日本でメートル法が完全実施されてから、実はまだ半世紀ほどしかたっていない。それまでは尺貫法が使われていた。尺貫法とは、中国大陸や朝鮮半島から伝来し、独自の発展を遂げた日本古来の度量衡法であり、長さの単位に「尺」、質量の単位に「貫」、体積の単位に「升」、面積の単位に「歩(または坪)」を用いる。明治以降はメートル法と併用されていたが、1959(昭和34)年に原則として廃止され、1966(昭和41)年にはメートル法に統一された。以後、取り引きの書類などを尺貫法で記入すると5万円以下の罰金が課せられたという。5万円といえば当時の大卒初任給の倍ほどの値段である。しかし、実際はメートル表記の後にカッコ書きで尺や坪が併記されるなど、やはりすぐにはなじめなかったようだ。
「巻尺」という名称も、巻尺によく見られる5.5mや7.5mといった半端な長さも、尺貫法の名残りだろう。建築業界では今でも尺貫法が残っている。ちなみに、尺貫法には、建築などに用いる曲尺(かねじゃく)と和裁などに用いる鯨尺(くじらじゃく)とがあり、前者の1尺は約30.3cm、後者の1尺は約37.9cmだ。1寸は1尺の10分の1なので、昔話の「一寸法師」は鯨尺でも身長4cm足らず…、お椀から顔が出ないのではないだろうか。

必要なのは正確さと腰の強さ

巻尺は現在、メジャー、スケール、コンベックスと、さまざまな名称で呼ばれているのはご存じの通り。長さや材質、用途なども多種多様であり、細かくいえば定義や規格も異なるようだが、広い意味ではすべて同じものを指す。電気工事士はスケールと呼ぶ人が多いのではないだろうか。いずれにしても、現場作業において計測は基本中の基本だ。安価なスケールの中には、先端部の爪を押し当てたときと引っ掛けたときの寸法が違うといった困った物もあるので、信頼できるメーカーの製品を選びたい。正確さは当然として、もう一つ必要なのは腰の強さだ。たとえば、脚立に乗って天井面の長さを測るとき、遠くまで伸びるテープの腰の強さである。測っている途中でテープが「カシャン…」と折れるほど空しいことはない。そのため、幅20mm以上のスケールを使っている電気工事士が多いようだ。
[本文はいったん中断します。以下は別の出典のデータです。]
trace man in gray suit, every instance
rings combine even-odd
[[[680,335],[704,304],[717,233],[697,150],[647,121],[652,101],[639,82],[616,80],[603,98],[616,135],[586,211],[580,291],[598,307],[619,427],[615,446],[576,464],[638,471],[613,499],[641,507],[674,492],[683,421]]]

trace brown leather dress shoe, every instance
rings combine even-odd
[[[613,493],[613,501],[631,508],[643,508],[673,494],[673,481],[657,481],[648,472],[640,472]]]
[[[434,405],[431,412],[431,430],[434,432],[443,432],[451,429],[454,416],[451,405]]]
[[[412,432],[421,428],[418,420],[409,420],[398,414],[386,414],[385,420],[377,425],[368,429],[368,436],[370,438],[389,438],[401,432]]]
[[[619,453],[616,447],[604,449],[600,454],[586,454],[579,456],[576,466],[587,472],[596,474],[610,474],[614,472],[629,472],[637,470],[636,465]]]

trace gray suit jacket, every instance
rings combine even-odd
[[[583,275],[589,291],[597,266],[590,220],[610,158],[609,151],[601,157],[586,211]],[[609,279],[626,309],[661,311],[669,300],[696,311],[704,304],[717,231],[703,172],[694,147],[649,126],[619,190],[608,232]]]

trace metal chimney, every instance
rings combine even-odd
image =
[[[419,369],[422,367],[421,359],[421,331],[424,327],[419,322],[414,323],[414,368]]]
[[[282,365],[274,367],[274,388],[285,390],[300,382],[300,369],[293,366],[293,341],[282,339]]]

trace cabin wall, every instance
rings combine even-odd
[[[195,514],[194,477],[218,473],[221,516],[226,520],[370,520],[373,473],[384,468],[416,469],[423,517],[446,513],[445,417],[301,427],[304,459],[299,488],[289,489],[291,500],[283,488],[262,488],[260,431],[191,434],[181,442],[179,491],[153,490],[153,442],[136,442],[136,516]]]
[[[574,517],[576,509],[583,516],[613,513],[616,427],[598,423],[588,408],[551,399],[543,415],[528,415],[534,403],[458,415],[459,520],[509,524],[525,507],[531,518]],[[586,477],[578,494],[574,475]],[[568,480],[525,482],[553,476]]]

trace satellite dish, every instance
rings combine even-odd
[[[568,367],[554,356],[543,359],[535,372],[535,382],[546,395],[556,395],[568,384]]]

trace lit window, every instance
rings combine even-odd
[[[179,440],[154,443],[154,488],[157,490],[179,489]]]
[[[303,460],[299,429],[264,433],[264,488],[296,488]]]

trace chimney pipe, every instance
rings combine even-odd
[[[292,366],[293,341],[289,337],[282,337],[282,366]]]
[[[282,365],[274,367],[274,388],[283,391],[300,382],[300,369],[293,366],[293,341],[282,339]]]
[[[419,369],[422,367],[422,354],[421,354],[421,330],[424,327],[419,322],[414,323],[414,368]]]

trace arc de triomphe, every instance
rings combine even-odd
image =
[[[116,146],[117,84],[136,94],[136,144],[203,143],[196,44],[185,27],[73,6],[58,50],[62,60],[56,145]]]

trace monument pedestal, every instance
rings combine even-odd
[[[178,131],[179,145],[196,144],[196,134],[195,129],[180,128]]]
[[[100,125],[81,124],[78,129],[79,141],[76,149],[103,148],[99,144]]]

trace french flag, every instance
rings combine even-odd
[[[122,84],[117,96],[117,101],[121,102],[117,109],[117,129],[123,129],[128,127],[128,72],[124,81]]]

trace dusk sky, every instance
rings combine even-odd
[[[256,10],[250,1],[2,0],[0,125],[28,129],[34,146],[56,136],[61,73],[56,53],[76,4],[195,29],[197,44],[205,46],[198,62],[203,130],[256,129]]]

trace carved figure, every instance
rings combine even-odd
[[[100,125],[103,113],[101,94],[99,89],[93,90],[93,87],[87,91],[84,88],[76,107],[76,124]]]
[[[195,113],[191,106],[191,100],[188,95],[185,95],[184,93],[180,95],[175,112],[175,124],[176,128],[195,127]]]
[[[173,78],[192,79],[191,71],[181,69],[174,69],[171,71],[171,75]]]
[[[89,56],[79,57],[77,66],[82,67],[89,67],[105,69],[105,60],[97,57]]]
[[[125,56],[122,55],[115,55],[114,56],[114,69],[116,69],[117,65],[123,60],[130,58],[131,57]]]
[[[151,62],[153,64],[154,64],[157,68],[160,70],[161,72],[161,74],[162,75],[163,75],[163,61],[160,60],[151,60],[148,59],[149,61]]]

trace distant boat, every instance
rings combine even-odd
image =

株式会社マーベル:マグネット付メジャー『インチワイドGP ゴムプロテクター』

さらに最近は、誤って落とした際に床材へのダメージを最小限に抑えるラバーで覆われたタイプ、ベルトホルダーに素早く着脱できるタイプ、傾斜角も測れる角度計付きのタイプ、そして非導電タイプなど、高性能で多機能な製品が数多く登場している。
スケールの進化は計り知れないのだ。